Pomóż mi - prolog
Mansura
Wstaję. Nie czuję nic,jedynie pustkę. Moje ciało jest lekkie jak piórko,'' idealne'' wręcz. Swoimi dłoniami dotykam obojczyki i biodra. Same kości, zero tłuszczu. Ale moje oczy kłamią, w lustrze widzę grubasa, rękami czuję kościotrupa. Nie umiem już żyć, odżywiam się samą wodą i gumą. Moja pustka rośnie, od kiedy moja miłość odeszła wraz z cząstką mnie. Serce krwawi, dusza tęskni, ciało cierpi, psychika wysiada. Chciałam być idealna dla ludzi, rodziny, przyjaciół. Jestem motylkiem, chociaż tego mocno nie chcę, pomimo ''idealnego'' ciała brzydzę się sobą. Ludzie wyzywają, nie wiedzą dlaczego taka jestem, dlaczego cierpię, przez kogo. Nie mogę zamknąć oczu, boję się. Ciemność to coś czego nienawidzę bardziej od siebie, przypomina mi śmierć. Płaczę, bo to daję mi ulgę, zapominam o swoich problemach. Mogę być sobą. Wciąż wierze, że Bóg nade mną czuwa, nie tracę nadziei na lepsze jutro. Chcę walczyć z anoreksją! Więc zapisałam się do grupy wsparcia.
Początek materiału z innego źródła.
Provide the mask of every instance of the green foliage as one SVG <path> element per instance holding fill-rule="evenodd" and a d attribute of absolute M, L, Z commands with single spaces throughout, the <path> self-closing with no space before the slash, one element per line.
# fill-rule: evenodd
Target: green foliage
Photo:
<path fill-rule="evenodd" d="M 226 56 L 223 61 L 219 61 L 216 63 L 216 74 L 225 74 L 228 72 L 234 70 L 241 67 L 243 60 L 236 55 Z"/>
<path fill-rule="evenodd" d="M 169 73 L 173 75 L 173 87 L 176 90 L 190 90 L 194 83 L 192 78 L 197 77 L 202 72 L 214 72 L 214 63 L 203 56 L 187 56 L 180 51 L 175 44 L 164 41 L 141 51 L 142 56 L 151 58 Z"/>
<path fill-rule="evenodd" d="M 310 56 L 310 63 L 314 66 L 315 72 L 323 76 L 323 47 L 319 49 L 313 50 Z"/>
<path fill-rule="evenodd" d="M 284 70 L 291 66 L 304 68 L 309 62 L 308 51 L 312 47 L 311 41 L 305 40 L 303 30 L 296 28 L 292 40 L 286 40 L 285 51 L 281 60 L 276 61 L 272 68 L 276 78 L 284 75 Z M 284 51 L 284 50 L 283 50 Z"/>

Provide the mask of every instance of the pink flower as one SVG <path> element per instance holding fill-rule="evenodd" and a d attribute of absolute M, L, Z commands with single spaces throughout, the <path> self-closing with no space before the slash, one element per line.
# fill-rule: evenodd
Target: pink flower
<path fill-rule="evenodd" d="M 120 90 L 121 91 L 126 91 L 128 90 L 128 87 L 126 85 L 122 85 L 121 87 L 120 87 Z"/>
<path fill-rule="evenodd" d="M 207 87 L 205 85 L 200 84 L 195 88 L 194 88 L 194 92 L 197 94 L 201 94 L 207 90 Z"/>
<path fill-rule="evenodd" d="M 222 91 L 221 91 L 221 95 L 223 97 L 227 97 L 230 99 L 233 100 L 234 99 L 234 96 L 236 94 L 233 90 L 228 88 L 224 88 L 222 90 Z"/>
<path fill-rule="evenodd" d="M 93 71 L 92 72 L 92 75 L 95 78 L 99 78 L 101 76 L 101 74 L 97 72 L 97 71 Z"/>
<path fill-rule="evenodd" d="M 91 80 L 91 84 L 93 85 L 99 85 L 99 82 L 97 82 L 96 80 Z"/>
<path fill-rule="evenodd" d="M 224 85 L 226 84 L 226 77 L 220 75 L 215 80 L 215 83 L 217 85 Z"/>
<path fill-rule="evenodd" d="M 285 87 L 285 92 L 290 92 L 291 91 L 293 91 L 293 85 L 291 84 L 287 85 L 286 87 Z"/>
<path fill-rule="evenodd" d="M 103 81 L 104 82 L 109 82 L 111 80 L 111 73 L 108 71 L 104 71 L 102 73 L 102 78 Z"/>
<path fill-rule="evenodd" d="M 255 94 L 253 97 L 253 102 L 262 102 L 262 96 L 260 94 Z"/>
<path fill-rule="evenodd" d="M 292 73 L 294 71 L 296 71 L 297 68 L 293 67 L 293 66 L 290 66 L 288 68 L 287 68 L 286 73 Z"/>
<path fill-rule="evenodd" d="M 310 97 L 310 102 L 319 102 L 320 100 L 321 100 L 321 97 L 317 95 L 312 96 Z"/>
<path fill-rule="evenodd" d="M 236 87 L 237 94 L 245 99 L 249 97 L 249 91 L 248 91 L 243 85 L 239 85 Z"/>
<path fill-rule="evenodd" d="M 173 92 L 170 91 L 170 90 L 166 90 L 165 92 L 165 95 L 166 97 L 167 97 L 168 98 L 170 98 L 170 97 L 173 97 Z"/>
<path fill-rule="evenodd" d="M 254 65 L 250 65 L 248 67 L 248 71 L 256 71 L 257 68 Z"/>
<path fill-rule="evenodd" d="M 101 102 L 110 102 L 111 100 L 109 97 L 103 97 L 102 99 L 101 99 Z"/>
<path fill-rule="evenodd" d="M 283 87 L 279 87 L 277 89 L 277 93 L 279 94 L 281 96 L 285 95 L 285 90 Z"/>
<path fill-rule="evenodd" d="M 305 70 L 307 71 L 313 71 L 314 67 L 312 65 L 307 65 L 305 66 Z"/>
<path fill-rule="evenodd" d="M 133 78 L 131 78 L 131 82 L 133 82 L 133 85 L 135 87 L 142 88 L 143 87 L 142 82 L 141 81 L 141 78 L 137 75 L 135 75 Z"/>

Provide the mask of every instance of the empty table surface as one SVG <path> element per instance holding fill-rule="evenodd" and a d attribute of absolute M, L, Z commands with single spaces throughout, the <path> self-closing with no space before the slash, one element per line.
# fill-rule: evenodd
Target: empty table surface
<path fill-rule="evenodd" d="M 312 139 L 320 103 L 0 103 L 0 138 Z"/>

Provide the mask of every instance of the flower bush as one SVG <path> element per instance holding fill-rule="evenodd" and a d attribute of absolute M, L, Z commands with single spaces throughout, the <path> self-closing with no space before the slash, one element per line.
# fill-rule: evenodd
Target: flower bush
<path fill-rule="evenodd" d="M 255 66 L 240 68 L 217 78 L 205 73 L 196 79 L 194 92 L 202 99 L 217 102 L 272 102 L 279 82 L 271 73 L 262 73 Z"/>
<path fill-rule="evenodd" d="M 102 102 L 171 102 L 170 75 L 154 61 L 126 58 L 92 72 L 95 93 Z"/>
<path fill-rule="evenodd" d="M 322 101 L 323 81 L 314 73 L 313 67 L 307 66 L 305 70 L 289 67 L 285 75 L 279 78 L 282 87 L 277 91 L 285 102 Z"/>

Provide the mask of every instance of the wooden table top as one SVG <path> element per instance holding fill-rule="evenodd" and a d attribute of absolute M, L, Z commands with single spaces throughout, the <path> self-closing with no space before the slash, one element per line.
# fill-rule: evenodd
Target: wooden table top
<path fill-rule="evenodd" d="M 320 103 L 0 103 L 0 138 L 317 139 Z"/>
To moja ostatnia deska ratunku.
xkaczkajednorozecx
Komentarze (1)
"cząstka mnie" - cząstką
" Ludzie wzywają" - a nie "wyzywają"?
"Ale wciąż wierze" - może "Wciąż wierzę" , bo napisałaś "mogę być sobą" a później dajesz "ale", czyli co, zaprzeczasz jednak?
Ta część też krótka. Przedstawiłaś nam postać dziewczyny, okej. Tej też nie ocenię, bo w sumie nie porwał mnie ten tekst, ale nie jest też zły. Zobaczę jak Ci wyjdą następne części. Trzymaj się.